Performance considerations
Performance matters for long runs. Hundreds of steps need virtualisation (render only the visible region, compute the rest on demand); payload bodies can be large so lazy-load them and the timeline list stays fast even when individual payloads are heavy; cache aggressively because replay is read-only on a finished run.
- Virtualise long runs. Render only the visible region; the rest is computed on demand.
- Lazy-load payloads. Bodies can be large; timeline list stays fast.
- Aggressive caching. Read-only on finished run; cache the entire timeline structure.
- Per-run cache invalidation. Run id is the cache key; supports correct refresh.
Keyboard shortcuts
Treat the UI like a developer tool. Right/left arrow for next/previous step, shift+arrow to jump 10 steps, home/end for first/last step; slash to focus search, enter on result to jump to that step; esc to close detail panel, question mark to show shortcut reference.
- Arrow navigation. Right/left for next/previous; shift+arrow jumps 10; home/end for first/last.

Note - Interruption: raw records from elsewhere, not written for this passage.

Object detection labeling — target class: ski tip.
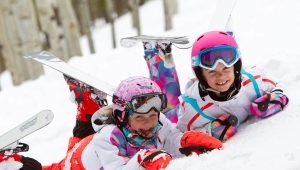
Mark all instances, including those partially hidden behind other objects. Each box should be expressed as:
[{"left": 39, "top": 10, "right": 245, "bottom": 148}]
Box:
[
  {"left": 40, "top": 109, "right": 54, "bottom": 123},
  {"left": 23, "top": 51, "right": 55, "bottom": 60}
]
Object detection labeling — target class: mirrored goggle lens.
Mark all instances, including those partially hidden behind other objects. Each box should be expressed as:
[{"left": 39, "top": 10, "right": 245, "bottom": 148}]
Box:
[
  {"left": 199, "top": 49, "right": 238, "bottom": 68},
  {"left": 131, "top": 94, "right": 167, "bottom": 113}
]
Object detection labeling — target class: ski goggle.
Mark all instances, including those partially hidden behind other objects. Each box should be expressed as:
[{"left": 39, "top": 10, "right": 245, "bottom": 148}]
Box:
[
  {"left": 192, "top": 46, "right": 240, "bottom": 70},
  {"left": 127, "top": 93, "right": 167, "bottom": 114}
]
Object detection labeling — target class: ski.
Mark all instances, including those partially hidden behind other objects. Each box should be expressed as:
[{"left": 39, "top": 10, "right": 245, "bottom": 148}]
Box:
[
  {"left": 24, "top": 51, "right": 115, "bottom": 96},
  {"left": 0, "top": 110, "right": 54, "bottom": 152},
  {"left": 208, "top": 0, "right": 237, "bottom": 32},
  {"left": 120, "top": 35, "right": 192, "bottom": 49}
]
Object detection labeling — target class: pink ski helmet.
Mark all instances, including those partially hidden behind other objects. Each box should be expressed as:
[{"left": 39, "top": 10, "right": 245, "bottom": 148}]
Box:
[
  {"left": 113, "top": 76, "right": 162, "bottom": 125},
  {"left": 191, "top": 31, "right": 242, "bottom": 97}
]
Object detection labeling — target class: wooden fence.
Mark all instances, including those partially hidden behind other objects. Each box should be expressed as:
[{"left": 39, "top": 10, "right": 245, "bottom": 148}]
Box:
[{"left": 0, "top": 0, "right": 177, "bottom": 87}]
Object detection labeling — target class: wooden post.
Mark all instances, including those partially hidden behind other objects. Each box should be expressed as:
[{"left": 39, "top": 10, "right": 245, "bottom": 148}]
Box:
[
  {"left": 128, "top": 0, "right": 141, "bottom": 35},
  {"left": 34, "top": 0, "right": 69, "bottom": 61},
  {"left": 105, "top": 0, "right": 117, "bottom": 48},
  {"left": 75, "top": 0, "right": 95, "bottom": 53},
  {"left": 172, "top": 0, "right": 178, "bottom": 15},
  {"left": 163, "top": 0, "right": 173, "bottom": 31},
  {"left": 56, "top": 0, "right": 81, "bottom": 57},
  {"left": 0, "top": 0, "right": 43, "bottom": 85}
]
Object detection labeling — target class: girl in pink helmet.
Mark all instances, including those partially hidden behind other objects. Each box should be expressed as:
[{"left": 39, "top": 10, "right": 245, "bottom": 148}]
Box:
[
  {"left": 43, "top": 77, "right": 222, "bottom": 170},
  {"left": 145, "top": 31, "right": 288, "bottom": 140}
]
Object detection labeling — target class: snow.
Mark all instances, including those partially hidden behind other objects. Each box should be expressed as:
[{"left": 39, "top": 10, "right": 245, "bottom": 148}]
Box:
[{"left": 0, "top": 0, "right": 300, "bottom": 170}]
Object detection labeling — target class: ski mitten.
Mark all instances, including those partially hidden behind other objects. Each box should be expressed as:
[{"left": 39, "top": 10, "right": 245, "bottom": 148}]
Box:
[
  {"left": 0, "top": 153, "right": 23, "bottom": 170},
  {"left": 208, "top": 113, "right": 239, "bottom": 141},
  {"left": 137, "top": 149, "right": 172, "bottom": 170},
  {"left": 179, "top": 131, "right": 222, "bottom": 155},
  {"left": 20, "top": 156, "right": 42, "bottom": 170},
  {"left": 250, "top": 90, "right": 289, "bottom": 118}
]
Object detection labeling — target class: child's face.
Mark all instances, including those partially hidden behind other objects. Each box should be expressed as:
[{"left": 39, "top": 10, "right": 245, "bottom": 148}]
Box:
[
  {"left": 203, "top": 63, "right": 234, "bottom": 92},
  {"left": 128, "top": 109, "right": 158, "bottom": 138}
]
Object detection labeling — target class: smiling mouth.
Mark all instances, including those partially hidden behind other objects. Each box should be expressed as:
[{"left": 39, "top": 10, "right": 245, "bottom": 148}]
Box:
[
  {"left": 138, "top": 129, "right": 153, "bottom": 138},
  {"left": 216, "top": 80, "right": 228, "bottom": 86}
]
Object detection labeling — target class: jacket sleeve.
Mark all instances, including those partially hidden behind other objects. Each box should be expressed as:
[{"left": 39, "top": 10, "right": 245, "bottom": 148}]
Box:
[
  {"left": 93, "top": 125, "right": 140, "bottom": 170},
  {"left": 247, "top": 67, "right": 285, "bottom": 95}
]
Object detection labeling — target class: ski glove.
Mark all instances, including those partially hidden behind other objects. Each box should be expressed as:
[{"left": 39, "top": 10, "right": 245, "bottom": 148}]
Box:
[
  {"left": 179, "top": 131, "right": 222, "bottom": 155},
  {"left": 137, "top": 149, "right": 172, "bottom": 170},
  {"left": 250, "top": 90, "right": 289, "bottom": 118},
  {"left": 207, "top": 113, "right": 239, "bottom": 141},
  {"left": 64, "top": 75, "right": 107, "bottom": 122}
]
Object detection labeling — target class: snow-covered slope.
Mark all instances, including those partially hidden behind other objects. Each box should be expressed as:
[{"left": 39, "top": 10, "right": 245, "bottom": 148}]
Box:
[{"left": 0, "top": 0, "right": 300, "bottom": 170}]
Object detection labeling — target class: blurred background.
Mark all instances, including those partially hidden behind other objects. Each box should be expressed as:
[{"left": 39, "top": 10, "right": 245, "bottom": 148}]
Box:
[{"left": 0, "top": 0, "right": 178, "bottom": 90}]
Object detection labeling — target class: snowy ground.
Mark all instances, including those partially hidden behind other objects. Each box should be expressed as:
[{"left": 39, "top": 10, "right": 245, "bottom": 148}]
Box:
[{"left": 0, "top": 0, "right": 300, "bottom": 170}]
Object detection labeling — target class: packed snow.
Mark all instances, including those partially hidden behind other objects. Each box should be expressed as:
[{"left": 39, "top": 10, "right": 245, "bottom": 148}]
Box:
[{"left": 0, "top": 0, "right": 300, "bottom": 170}]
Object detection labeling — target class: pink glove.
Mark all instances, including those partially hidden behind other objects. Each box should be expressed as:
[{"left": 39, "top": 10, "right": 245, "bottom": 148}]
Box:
[
  {"left": 250, "top": 90, "right": 289, "bottom": 118},
  {"left": 137, "top": 149, "right": 172, "bottom": 170},
  {"left": 64, "top": 75, "right": 107, "bottom": 122},
  {"left": 179, "top": 131, "right": 222, "bottom": 155}
]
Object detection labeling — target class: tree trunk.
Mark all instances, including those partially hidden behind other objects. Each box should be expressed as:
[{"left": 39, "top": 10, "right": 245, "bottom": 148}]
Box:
[
  {"left": 0, "top": 0, "right": 43, "bottom": 85},
  {"left": 75, "top": 0, "right": 95, "bottom": 53},
  {"left": 35, "top": 0, "right": 69, "bottom": 61},
  {"left": 163, "top": 0, "right": 173, "bottom": 31},
  {"left": 128, "top": 0, "right": 141, "bottom": 35},
  {"left": 0, "top": 49, "right": 6, "bottom": 74},
  {"left": 105, "top": 0, "right": 117, "bottom": 48},
  {"left": 172, "top": 0, "right": 178, "bottom": 15},
  {"left": 56, "top": 0, "right": 81, "bottom": 57}
]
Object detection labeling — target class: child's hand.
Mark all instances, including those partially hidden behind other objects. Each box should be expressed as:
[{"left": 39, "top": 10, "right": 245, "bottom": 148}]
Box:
[
  {"left": 250, "top": 91, "right": 289, "bottom": 118},
  {"left": 179, "top": 131, "right": 222, "bottom": 155},
  {"left": 208, "top": 113, "right": 239, "bottom": 141},
  {"left": 137, "top": 149, "right": 172, "bottom": 170}
]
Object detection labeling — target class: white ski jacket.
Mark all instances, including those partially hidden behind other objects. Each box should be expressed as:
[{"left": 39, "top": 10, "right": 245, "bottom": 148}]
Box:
[{"left": 72, "top": 113, "right": 182, "bottom": 170}]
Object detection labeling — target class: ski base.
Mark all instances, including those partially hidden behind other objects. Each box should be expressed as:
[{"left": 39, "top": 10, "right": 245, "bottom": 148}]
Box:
[
  {"left": 120, "top": 35, "right": 192, "bottom": 49},
  {"left": 0, "top": 110, "right": 54, "bottom": 151}
]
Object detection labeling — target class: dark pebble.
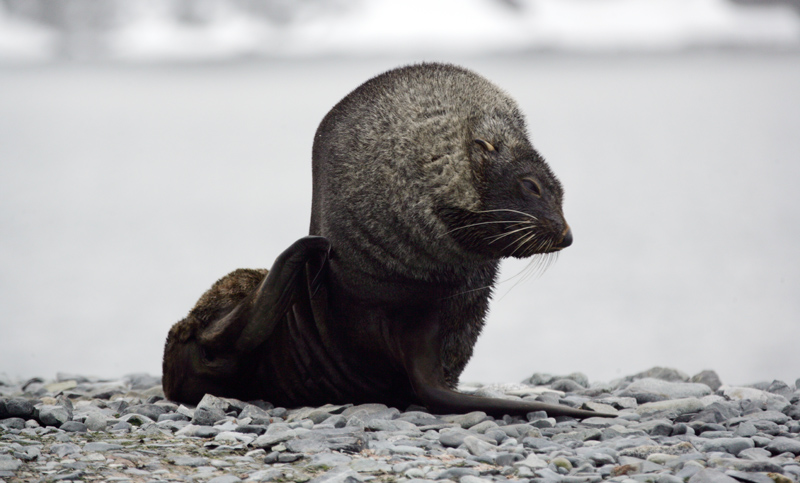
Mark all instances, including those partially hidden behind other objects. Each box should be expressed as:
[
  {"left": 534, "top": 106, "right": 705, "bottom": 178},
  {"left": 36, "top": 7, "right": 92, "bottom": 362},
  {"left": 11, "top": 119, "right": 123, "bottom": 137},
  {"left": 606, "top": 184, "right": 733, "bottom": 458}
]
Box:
[
  {"left": 157, "top": 413, "right": 191, "bottom": 421},
  {"left": 0, "top": 418, "right": 25, "bottom": 429},
  {"left": 495, "top": 453, "right": 525, "bottom": 466},
  {"left": 6, "top": 398, "right": 34, "bottom": 419},
  {"left": 236, "top": 424, "right": 267, "bottom": 435}
]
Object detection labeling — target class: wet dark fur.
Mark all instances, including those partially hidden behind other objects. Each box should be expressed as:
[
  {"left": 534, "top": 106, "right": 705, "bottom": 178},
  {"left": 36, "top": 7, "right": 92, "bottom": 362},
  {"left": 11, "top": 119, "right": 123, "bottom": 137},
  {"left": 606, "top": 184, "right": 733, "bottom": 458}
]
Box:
[{"left": 164, "top": 64, "right": 608, "bottom": 417}]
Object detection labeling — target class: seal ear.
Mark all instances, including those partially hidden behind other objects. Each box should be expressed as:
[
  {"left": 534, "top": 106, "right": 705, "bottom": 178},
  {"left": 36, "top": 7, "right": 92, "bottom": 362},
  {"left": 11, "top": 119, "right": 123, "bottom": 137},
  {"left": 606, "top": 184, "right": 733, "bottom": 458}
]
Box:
[{"left": 475, "top": 139, "right": 495, "bottom": 152}]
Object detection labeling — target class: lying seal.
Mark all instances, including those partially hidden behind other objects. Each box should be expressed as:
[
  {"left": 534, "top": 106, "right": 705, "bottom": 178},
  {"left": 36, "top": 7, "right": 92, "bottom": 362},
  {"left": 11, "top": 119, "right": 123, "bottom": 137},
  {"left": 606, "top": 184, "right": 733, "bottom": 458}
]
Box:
[{"left": 163, "top": 64, "right": 598, "bottom": 417}]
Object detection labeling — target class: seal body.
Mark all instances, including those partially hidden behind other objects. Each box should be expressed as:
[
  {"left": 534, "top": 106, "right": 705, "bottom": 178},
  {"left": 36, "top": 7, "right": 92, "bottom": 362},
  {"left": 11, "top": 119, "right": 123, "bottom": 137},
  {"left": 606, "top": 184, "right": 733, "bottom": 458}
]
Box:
[{"left": 164, "top": 64, "right": 608, "bottom": 417}]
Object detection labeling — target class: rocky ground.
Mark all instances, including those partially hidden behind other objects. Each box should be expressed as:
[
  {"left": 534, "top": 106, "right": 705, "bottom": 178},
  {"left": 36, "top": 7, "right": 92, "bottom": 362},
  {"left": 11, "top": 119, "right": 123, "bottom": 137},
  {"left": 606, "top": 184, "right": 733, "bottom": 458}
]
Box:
[{"left": 0, "top": 368, "right": 800, "bottom": 483}]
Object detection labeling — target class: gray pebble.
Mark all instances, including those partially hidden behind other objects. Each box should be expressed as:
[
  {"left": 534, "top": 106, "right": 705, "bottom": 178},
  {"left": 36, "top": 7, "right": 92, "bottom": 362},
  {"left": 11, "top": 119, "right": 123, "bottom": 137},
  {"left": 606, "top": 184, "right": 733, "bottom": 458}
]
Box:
[
  {"left": 83, "top": 411, "right": 108, "bottom": 431},
  {"left": 172, "top": 456, "right": 208, "bottom": 467},
  {"left": 207, "top": 475, "right": 242, "bottom": 483},
  {"left": 689, "top": 469, "right": 737, "bottom": 483},
  {"left": 620, "top": 378, "right": 711, "bottom": 399},
  {"left": 725, "top": 470, "right": 775, "bottom": 483},
  {"left": 0, "top": 418, "right": 25, "bottom": 429},
  {"left": 37, "top": 405, "right": 72, "bottom": 427},
  {"left": 59, "top": 421, "right": 88, "bottom": 433},
  {"left": 698, "top": 438, "right": 755, "bottom": 456},
  {"left": 0, "top": 455, "right": 22, "bottom": 471},
  {"left": 689, "top": 371, "right": 722, "bottom": 392},
  {"left": 464, "top": 436, "right": 497, "bottom": 456},
  {"left": 442, "top": 411, "right": 489, "bottom": 429},
  {"left": 192, "top": 406, "right": 225, "bottom": 426},
  {"left": 765, "top": 436, "right": 800, "bottom": 455}
]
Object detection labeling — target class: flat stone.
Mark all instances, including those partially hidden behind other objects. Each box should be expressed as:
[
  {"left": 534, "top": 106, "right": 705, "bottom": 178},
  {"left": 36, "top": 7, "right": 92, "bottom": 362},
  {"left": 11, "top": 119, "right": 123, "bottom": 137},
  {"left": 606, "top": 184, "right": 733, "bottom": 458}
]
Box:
[
  {"left": 689, "top": 371, "right": 722, "bottom": 391},
  {"left": 192, "top": 408, "right": 225, "bottom": 426},
  {"left": 83, "top": 441, "right": 123, "bottom": 453},
  {"left": 50, "top": 443, "right": 81, "bottom": 458},
  {"left": 44, "top": 381, "right": 78, "bottom": 394},
  {"left": 350, "top": 458, "right": 392, "bottom": 473},
  {"left": 700, "top": 438, "right": 755, "bottom": 456},
  {"left": 765, "top": 436, "right": 800, "bottom": 455},
  {"left": 172, "top": 456, "right": 208, "bottom": 467},
  {"left": 458, "top": 475, "right": 492, "bottom": 483},
  {"left": 619, "top": 441, "right": 697, "bottom": 460},
  {"left": 366, "top": 419, "right": 420, "bottom": 433},
  {"left": 464, "top": 436, "right": 497, "bottom": 456},
  {"left": 636, "top": 398, "right": 705, "bottom": 417},
  {"left": 0, "top": 418, "right": 25, "bottom": 429},
  {"left": 553, "top": 428, "right": 602, "bottom": 442},
  {"left": 5, "top": 398, "right": 35, "bottom": 419},
  {"left": 59, "top": 421, "right": 88, "bottom": 433},
  {"left": 125, "top": 404, "right": 169, "bottom": 421},
  {"left": 744, "top": 411, "right": 791, "bottom": 424},
  {"left": 207, "top": 475, "right": 242, "bottom": 483},
  {"left": 514, "top": 453, "right": 547, "bottom": 469},
  {"left": 122, "top": 372, "right": 161, "bottom": 390},
  {"left": 309, "top": 466, "right": 361, "bottom": 483},
  {"left": 441, "top": 411, "right": 489, "bottom": 429},
  {"left": 620, "top": 377, "right": 711, "bottom": 399},
  {"left": 83, "top": 411, "right": 108, "bottom": 431},
  {"left": 689, "top": 469, "right": 738, "bottom": 483},
  {"left": 0, "top": 455, "right": 22, "bottom": 471},
  {"left": 38, "top": 405, "right": 72, "bottom": 427},
  {"left": 306, "top": 453, "right": 353, "bottom": 469},
  {"left": 725, "top": 470, "right": 775, "bottom": 483},
  {"left": 427, "top": 467, "right": 480, "bottom": 480},
  {"left": 439, "top": 428, "right": 495, "bottom": 448}
]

- Slash for search. Focus search; enter on result jumps to step.
- Esc closes detail. The standard escape; consistent with developer tools.
- Question mark for help. Shortcut reference visible; supports learnability.
Export and share
Three export formats cover the main needs. Export as JSON (whole run as downloadable file, useful for offline analysis and bug reports); export as Markdown (narrative version with each step’s key info, useful for postmortem writeups); direct link (URL that opens the timeline at a specific step, useful for chat conversations about specific moments).
- JSON export. Whole run downloadable; offline analysis and bug reports.
- Markdown export. Narrative version with key info per step; postmortem writeups.
- Direct link. URL opens timeline at specific step; chat conversations.
- Per-format intended use. Each format optimised for a specific consumer; supports the right surface.